Saturday, 20 November 2010

Week 2 of the build - "To refurbish or not to refurbish"

Week two has been quite eventful. The old windows are out and much progress made in digging trenches for the external insulation and preparing the foundation for the new build element to the side of the house.

All (I hope) of the shortcomings of the existing building have now been exposed and this week I have found myself questioning why we are bothering to refurb and not demolishing what is left and starting again. If we had chosen to demolish it, we would have been able to do away with many hours of difficult design work. The problems of thermal bridging between the ground floor concrete slab and the structural walls would have gone away in an instant. We wouldn't be paying tens of thousands in VAT, as VAT can be claimed back for new builds.

Our builder mentioned as an aside that we could have brought in a big machine that, in no time at all, would have crunched up the concrete that makes up so much of the mass of the existing building.
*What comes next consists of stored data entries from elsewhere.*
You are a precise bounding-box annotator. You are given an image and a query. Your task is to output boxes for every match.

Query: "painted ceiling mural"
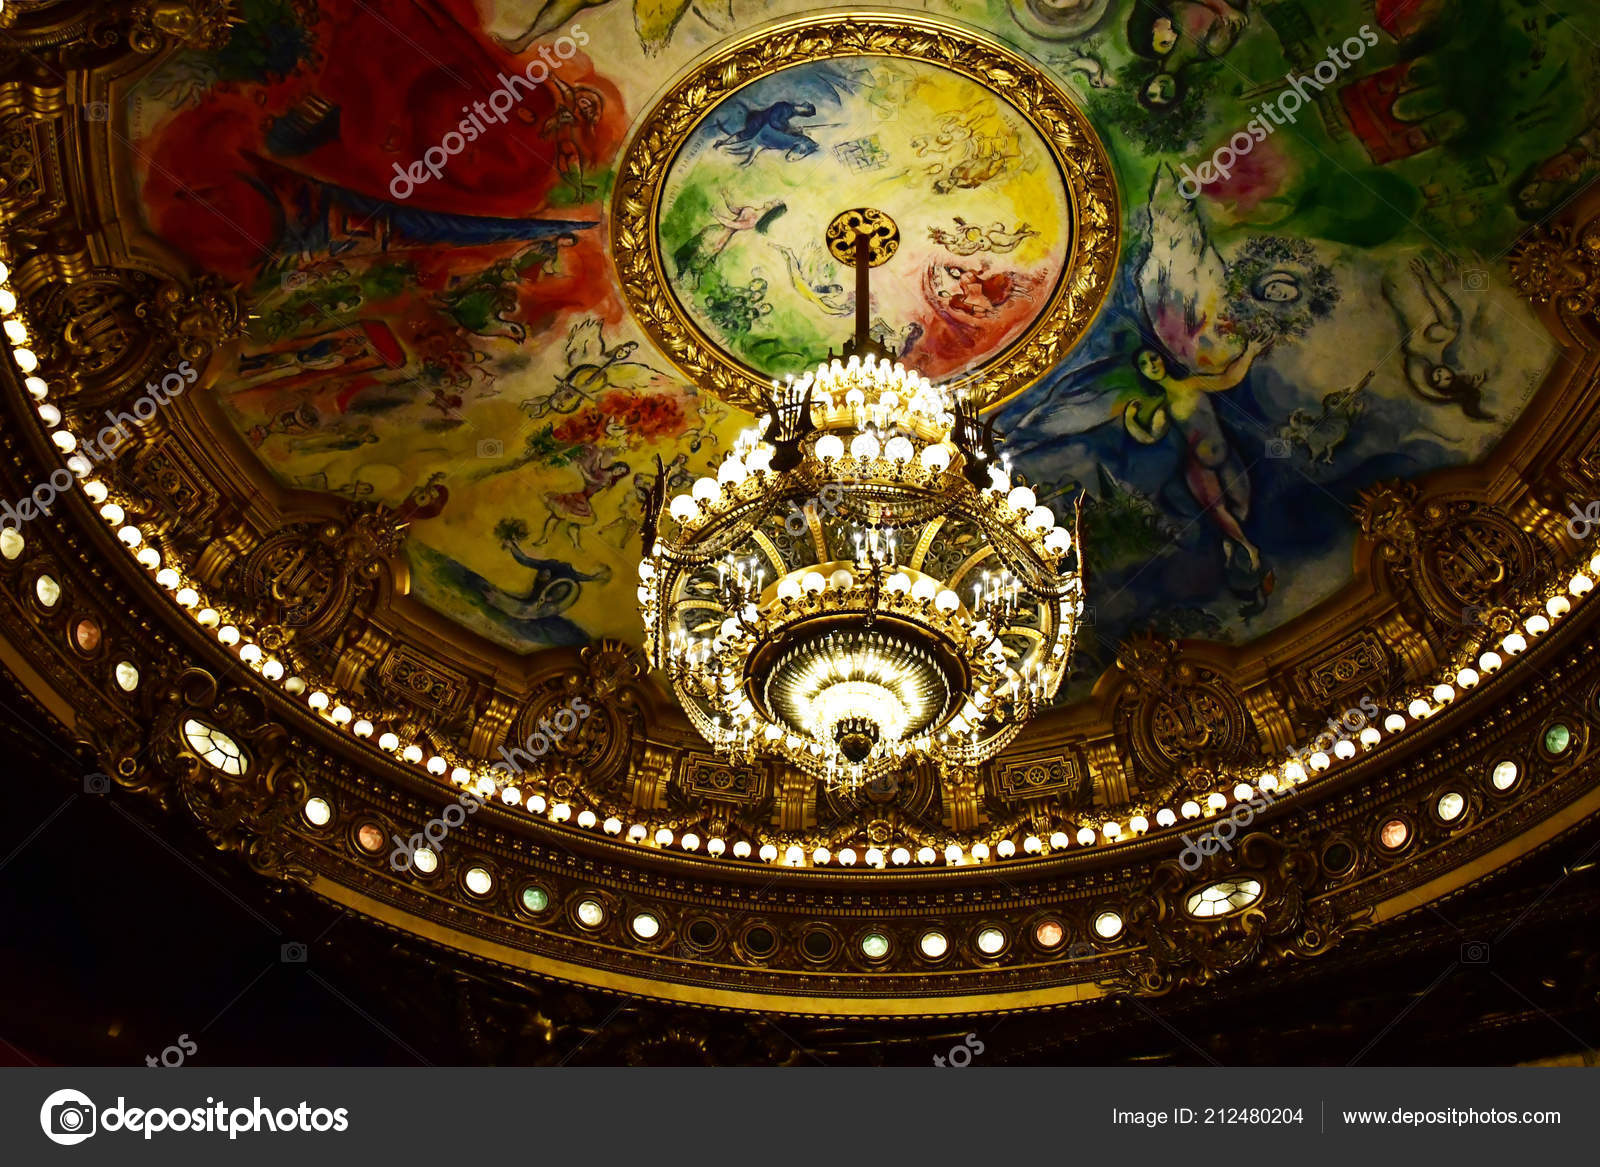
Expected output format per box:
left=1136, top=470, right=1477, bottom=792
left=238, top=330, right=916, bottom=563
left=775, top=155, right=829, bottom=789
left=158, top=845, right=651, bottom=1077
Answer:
left=124, top=0, right=1596, bottom=695
left=656, top=55, right=1074, bottom=384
We could have sold it for hardcore at £3 or £4 a bag. This is a good point against the pro-refurbishment argument about saving embodied energy, as the energy in the crunched up concrete would still have had a use in the future, if we'd gone down the new build route.

Despite that, I still strongly believe there is tremendous value in what we are doing. Even if the economics in our case is likely to be marginal, there will be many lessons to be learned from this project for us personally and, I hope, for others for whom refurbishment is the only option.
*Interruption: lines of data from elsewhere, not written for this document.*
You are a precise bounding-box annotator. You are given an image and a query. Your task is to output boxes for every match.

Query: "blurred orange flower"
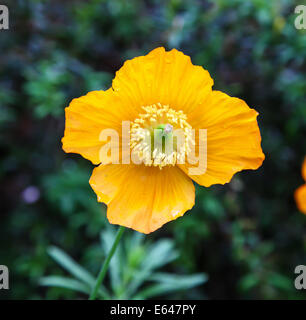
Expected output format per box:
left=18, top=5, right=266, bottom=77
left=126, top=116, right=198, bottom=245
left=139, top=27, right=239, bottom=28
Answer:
left=62, top=47, right=265, bottom=234
left=295, top=157, right=306, bottom=214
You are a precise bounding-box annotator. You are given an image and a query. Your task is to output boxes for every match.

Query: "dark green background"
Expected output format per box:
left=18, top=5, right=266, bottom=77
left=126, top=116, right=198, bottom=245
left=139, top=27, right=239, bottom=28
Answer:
left=0, top=0, right=306, bottom=299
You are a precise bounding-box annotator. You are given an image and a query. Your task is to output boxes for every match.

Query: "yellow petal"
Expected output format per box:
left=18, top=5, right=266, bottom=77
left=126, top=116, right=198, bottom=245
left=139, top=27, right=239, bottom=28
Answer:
left=302, top=157, right=306, bottom=182
left=295, top=184, right=306, bottom=215
left=90, top=164, right=195, bottom=234
left=179, top=91, right=265, bottom=186
left=89, top=164, right=129, bottom=205
left=112, top=47, right=213, bottom=115
left=62, top=89, right=139, bottom=164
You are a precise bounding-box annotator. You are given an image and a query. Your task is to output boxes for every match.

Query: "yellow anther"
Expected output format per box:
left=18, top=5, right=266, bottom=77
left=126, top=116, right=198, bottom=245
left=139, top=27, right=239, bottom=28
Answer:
left=130, top=103, right=194, bottom=168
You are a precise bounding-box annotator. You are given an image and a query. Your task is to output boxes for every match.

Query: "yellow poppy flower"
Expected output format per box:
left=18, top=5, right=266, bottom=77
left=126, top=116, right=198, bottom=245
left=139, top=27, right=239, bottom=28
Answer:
left=295, top=157, right=306, bottom=214
left=62, top=47, right=265, bottom=234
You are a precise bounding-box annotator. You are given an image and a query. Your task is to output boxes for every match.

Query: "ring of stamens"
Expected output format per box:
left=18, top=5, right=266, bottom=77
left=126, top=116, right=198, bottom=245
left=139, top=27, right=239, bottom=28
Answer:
left=130, top=103, right=194, bottom=168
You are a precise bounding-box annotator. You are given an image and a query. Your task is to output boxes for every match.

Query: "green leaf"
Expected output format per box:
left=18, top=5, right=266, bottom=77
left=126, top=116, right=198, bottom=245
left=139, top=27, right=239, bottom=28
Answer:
left=125, top=239, right=178, bottom=298
left=135, top=273, right=207, bottom=299
left=141, top=239, right=178, bottom=271
left=100, top=229, right=123, bottom=293
left=46, top=246, right=110, bottom=299
left=39, top=276, right=90, bottom=294
left=239, top=273, right=260, bottom=292
left=47, top=246, right=95, bottom=286
left=268, top=272, right=292, bottom=291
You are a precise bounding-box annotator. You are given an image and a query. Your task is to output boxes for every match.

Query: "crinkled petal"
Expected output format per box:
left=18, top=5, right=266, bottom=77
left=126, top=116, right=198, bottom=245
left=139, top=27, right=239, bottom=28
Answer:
left=90, top=164, right=195, bottom=234
left=179, top=91, right=265, bottom=186
left=112, top=47, right=214, bottom=115
left=62, top=89, right=139, bottom=164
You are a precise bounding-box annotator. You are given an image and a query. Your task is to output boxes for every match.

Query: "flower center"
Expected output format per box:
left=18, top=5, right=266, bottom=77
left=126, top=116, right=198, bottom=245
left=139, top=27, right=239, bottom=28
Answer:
left=130, top=103, right=194, bottom=168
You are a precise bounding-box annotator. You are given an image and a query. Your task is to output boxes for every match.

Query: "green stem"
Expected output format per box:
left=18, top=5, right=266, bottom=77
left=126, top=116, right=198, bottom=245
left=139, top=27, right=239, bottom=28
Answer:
left=89, top=226, right=125, bottom=300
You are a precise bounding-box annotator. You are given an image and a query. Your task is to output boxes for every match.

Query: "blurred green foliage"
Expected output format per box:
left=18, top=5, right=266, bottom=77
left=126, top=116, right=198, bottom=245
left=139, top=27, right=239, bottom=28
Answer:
left=40, top=231, right=207, bottom=299
left=0, top=0, right=305, bottom=299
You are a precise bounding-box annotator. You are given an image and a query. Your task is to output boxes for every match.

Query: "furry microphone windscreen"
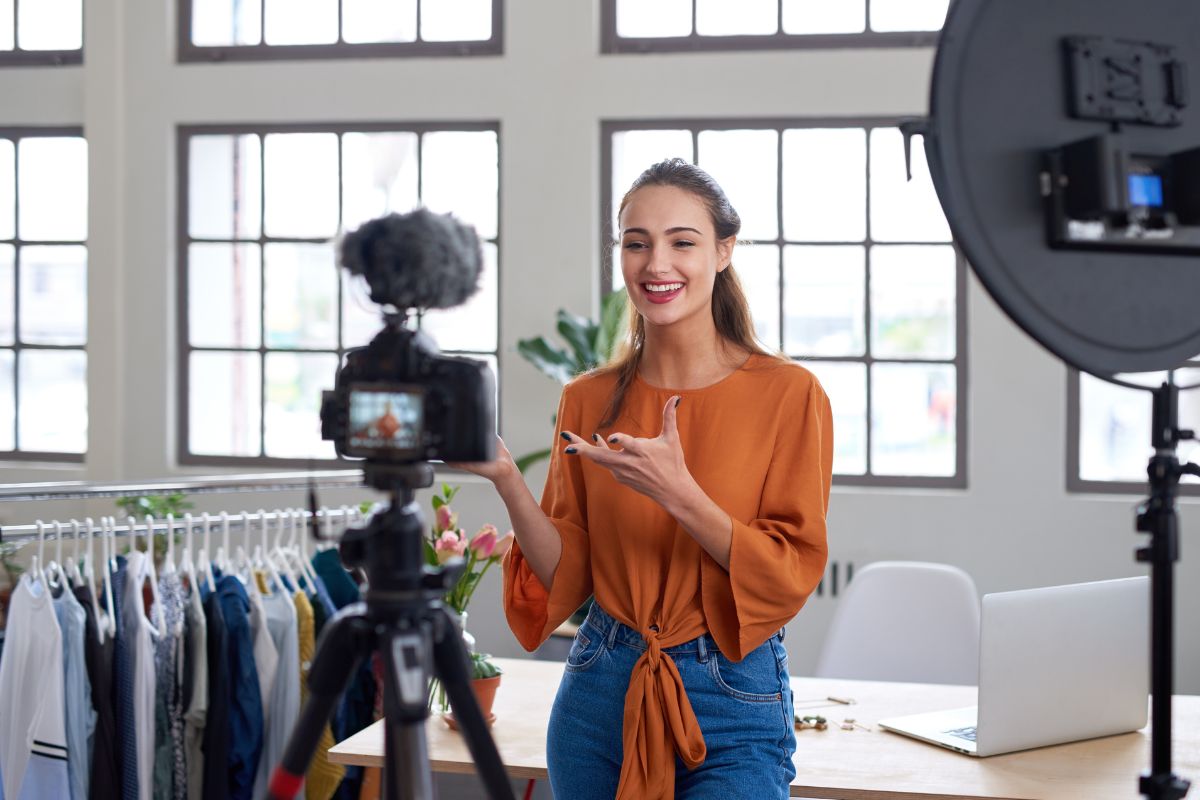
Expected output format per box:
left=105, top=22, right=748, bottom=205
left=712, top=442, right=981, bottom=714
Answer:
left=339, top=208, right=483, bottom=310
We still haven't placed our window order and I am now getting quite nervous about it. Having spent so much time and effort optimising our spend and the work programme, I can see money being wasted because of the delays in finalising the windows.
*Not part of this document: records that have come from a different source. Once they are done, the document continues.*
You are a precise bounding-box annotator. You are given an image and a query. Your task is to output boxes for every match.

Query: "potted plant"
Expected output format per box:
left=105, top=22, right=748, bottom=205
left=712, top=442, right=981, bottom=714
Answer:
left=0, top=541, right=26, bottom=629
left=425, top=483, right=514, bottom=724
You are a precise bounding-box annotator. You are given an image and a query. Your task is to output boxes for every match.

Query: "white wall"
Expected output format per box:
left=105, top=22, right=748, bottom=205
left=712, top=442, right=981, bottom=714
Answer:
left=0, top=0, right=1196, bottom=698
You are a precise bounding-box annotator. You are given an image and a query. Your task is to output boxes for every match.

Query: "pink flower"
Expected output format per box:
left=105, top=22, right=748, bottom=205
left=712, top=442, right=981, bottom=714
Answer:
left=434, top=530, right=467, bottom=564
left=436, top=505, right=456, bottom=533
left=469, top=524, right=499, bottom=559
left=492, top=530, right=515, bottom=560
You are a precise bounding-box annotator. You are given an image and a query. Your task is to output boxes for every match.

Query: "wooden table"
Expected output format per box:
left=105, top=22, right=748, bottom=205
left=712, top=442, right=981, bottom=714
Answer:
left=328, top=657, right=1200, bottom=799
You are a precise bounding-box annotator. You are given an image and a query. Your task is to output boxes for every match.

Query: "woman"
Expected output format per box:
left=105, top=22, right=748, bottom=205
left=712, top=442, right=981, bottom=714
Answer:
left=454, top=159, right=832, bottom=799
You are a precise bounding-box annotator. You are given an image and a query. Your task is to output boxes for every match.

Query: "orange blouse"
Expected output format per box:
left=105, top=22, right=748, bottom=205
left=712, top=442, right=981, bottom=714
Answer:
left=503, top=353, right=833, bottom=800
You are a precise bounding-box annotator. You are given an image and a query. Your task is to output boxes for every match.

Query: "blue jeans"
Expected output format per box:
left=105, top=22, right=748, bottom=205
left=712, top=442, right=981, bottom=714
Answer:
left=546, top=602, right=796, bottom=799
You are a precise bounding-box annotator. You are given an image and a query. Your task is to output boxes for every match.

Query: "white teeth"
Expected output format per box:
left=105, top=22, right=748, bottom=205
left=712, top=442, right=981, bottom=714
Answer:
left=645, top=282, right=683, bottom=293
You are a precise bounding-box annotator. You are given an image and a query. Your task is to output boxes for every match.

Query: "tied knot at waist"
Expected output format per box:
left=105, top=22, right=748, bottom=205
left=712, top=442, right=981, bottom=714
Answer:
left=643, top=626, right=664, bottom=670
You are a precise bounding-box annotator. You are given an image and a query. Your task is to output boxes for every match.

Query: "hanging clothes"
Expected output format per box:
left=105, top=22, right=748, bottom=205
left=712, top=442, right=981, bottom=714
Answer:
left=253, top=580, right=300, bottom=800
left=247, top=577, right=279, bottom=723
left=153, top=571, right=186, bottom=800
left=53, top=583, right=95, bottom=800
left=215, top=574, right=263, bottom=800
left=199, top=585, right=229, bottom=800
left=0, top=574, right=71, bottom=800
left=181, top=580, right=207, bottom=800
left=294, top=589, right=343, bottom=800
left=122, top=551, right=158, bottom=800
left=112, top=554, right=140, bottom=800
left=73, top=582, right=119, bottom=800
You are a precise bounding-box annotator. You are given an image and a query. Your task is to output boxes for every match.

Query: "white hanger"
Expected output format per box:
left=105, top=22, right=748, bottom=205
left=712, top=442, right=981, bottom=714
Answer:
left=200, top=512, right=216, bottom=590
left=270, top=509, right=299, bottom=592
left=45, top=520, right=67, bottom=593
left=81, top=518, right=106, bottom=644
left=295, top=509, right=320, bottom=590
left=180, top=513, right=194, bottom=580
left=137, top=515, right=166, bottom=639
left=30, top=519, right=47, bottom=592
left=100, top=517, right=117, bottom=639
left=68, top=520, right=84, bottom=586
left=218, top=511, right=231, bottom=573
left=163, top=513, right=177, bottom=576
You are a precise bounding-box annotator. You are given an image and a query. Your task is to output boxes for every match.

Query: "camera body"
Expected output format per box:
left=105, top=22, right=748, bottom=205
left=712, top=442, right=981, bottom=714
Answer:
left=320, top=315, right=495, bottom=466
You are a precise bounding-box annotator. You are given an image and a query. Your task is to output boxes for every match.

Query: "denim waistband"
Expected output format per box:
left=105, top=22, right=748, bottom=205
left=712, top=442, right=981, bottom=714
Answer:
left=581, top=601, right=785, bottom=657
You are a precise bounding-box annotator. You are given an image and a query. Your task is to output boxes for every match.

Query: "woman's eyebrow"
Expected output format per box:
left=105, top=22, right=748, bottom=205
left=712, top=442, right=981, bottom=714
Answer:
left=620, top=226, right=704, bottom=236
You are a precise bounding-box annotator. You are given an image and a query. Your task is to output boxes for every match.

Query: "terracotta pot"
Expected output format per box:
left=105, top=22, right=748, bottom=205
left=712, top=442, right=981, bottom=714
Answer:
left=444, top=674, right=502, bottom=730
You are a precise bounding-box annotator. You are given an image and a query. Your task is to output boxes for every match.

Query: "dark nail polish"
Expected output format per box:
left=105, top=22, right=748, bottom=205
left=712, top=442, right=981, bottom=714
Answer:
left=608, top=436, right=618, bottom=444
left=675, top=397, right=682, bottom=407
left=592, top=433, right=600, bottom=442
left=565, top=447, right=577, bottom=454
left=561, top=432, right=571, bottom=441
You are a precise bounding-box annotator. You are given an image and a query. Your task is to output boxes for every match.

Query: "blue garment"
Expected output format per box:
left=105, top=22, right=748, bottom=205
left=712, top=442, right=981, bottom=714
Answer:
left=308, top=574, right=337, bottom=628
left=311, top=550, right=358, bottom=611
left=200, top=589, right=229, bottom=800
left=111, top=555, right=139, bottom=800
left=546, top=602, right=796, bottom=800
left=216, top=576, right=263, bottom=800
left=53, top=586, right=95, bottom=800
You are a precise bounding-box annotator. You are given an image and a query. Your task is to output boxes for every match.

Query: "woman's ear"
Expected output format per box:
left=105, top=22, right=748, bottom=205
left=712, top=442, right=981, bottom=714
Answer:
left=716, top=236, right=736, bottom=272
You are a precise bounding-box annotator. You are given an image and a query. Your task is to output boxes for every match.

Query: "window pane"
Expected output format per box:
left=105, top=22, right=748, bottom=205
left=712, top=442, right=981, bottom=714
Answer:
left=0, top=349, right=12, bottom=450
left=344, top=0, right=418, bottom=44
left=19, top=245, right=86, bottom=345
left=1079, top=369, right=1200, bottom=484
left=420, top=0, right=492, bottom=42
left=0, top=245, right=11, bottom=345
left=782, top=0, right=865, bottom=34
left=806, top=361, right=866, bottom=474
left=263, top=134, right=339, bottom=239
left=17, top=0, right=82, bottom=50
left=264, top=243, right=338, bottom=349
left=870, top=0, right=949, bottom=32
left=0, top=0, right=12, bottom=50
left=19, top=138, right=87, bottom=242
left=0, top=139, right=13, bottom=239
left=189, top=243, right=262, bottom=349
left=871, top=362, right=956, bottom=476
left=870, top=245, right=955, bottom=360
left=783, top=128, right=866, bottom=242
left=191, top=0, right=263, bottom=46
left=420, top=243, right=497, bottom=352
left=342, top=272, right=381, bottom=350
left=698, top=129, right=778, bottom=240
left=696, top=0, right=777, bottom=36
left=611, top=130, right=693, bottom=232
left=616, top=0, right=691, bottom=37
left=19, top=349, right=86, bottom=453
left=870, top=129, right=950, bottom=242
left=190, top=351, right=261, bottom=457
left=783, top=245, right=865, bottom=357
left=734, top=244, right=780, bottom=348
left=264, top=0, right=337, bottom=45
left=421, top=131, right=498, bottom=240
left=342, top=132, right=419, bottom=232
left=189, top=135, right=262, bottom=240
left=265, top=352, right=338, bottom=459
During the week a gas leak was discovered and the site was temporarily evacuated until the leak was provisionally patched up. The local gas infrastructure company is coming back early next week to replace all the pipework from the street to the house. The old pipe was completely rusted away and, as soon as it was exposed, began to leak a lot of gas. It amazes me that a house that was built on a green field site 40 years ago could have been connected to the gas grid with pipework that had no chance of lasting. I have to assume that the gas has been slowly seeping through the ground for many years and that our situation is far from uncommon. If that's true, not only have we been building homes that waste energy hugely, the gas grid itself is wasting gas before it even reaches our gas meters.